Jan 241996
 

Une histoire. Un ours vivait libre et heureux parmi les hommes en compagnie de ses  frêres-ours. Un marin survint: « Comment peux-tu être heureux quand tu risques à tout  moment d’être enchaîné et utilisé dans un cirque? ». « Nous, dans la marine, nous avons un  capitaine qui nous protège, en échange de menus travaux que nous sommes obligés de  rendre à la commmunauté. Mais c’est un petit prix pour s’assurer la liberté ». L’ours, s’étonna:  lui et ses frères passaient déjà tout leur temps à faire rire les enfants dans la rue, pas besoin  de chaînes ni de capitaine pour les y contraindre. « Mais vous risquez de le faire mal, ce serait  très dangereux! », répondit le marin. Alors il enchaîna les ours, les vendit à un cirque et fut  nommé capitaine.

J’ai cherché, ça s’appelle une allégorie. Dans une fable il faut une morale, et là, non.
Mais sur Internet, oui! Il en faut une de morale, sur Internet. Comment nos sociétés  pourraient-elles supporter une zone de « non-droit » déclarée, lieu honni de toutes les  turpitudes, endroit privilégié où se retrouvent pirates (les marins n’aiment pas les pirates) et  amateurs de petits enfants (oh! Non!), c’est bien connu et c’est sûrement vrai puisque tout le  monde le dit. D’ailleurs c’est sûr, si je commettais un délit sur Internet aujourd’hui, je resterais totalement impuni. On voit ça tous les jours, d’ailleurs. Non?

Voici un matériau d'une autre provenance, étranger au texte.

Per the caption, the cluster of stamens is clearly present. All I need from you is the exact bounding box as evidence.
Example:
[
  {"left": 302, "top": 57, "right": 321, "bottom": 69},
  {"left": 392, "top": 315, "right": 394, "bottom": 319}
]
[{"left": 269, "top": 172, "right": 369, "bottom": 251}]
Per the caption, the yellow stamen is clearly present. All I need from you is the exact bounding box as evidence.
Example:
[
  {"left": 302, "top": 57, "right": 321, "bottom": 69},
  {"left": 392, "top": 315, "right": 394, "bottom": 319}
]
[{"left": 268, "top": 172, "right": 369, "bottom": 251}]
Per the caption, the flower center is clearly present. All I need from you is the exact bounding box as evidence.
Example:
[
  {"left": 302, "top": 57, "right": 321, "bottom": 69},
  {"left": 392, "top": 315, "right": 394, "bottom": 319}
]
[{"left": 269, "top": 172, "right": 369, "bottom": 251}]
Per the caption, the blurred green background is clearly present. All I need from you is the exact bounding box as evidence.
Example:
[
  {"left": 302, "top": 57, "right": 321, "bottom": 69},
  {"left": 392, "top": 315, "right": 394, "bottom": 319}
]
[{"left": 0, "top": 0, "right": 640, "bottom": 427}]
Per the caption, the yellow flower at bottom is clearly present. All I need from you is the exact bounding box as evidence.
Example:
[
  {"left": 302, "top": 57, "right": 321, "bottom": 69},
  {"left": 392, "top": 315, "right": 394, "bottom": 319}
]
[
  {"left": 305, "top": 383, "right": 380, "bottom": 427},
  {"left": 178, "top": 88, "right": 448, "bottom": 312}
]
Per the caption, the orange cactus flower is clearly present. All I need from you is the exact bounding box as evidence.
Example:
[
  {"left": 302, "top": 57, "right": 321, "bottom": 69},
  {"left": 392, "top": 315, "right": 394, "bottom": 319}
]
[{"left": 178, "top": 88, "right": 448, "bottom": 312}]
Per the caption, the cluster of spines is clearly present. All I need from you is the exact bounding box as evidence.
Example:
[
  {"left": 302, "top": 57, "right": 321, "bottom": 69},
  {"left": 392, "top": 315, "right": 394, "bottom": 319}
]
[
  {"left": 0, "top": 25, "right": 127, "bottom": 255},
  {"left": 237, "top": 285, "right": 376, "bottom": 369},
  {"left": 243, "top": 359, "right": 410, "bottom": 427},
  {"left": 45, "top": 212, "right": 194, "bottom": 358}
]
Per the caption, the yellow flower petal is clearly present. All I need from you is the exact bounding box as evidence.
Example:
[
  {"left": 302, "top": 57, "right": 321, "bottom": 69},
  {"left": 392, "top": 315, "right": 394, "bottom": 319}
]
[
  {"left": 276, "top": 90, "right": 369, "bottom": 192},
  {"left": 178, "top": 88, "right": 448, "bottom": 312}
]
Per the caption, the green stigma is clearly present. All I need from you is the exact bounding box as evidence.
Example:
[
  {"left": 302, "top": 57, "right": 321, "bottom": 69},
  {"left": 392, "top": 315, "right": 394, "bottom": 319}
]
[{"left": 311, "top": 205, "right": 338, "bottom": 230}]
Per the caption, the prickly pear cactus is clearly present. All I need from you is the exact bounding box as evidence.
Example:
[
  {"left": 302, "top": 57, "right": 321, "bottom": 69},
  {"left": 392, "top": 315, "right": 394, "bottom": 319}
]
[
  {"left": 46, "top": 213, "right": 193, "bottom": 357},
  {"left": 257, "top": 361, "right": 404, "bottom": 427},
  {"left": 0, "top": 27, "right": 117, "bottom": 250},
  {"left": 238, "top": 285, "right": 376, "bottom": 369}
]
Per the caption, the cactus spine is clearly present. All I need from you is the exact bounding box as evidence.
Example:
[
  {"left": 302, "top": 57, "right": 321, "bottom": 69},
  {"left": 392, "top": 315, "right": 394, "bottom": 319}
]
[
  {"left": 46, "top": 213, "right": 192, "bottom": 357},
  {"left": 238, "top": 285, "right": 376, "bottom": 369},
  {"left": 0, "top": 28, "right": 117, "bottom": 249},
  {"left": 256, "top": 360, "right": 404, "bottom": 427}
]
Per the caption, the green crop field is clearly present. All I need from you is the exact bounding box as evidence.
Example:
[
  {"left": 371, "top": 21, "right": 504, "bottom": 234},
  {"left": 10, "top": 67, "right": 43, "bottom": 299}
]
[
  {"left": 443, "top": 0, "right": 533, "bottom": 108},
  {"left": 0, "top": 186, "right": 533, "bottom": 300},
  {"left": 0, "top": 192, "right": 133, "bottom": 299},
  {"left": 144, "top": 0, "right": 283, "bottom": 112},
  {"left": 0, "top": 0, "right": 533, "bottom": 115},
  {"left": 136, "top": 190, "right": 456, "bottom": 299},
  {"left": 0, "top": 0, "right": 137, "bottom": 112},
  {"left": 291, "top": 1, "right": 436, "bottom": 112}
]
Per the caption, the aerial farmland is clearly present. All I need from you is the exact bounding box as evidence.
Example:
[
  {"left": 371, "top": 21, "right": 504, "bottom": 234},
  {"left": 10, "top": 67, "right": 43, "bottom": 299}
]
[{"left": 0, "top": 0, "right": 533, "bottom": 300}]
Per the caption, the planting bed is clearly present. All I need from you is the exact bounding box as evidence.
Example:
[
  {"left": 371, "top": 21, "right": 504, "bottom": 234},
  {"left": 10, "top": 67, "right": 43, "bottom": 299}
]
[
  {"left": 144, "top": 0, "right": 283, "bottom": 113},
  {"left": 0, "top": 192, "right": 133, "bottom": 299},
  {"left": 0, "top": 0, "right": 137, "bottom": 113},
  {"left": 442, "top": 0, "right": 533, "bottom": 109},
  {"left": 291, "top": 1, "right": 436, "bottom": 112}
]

Soyons tranquilles, nos capitaines font bien leur boulot. Notre grand sage du CSA, par exemple, a réussi à lui tout seul à trouver une solution qui permet de régler le plus gros  problème, celui des frontières, que ne connaît pas notre outil et qui empêche de légiférer  simplement. Il a proposé, pour répondre à ce qu’il appelle un « état d’apesanteur juridique »  une convention signée par « tous les pays de bonne volonté » et par laquelle, entre autres protection de l’enfance et de la vie privée, les pays signataires s’engageraient à faire respecter  la « neutralité politique » et la « neutralité religieuse » sur Internet.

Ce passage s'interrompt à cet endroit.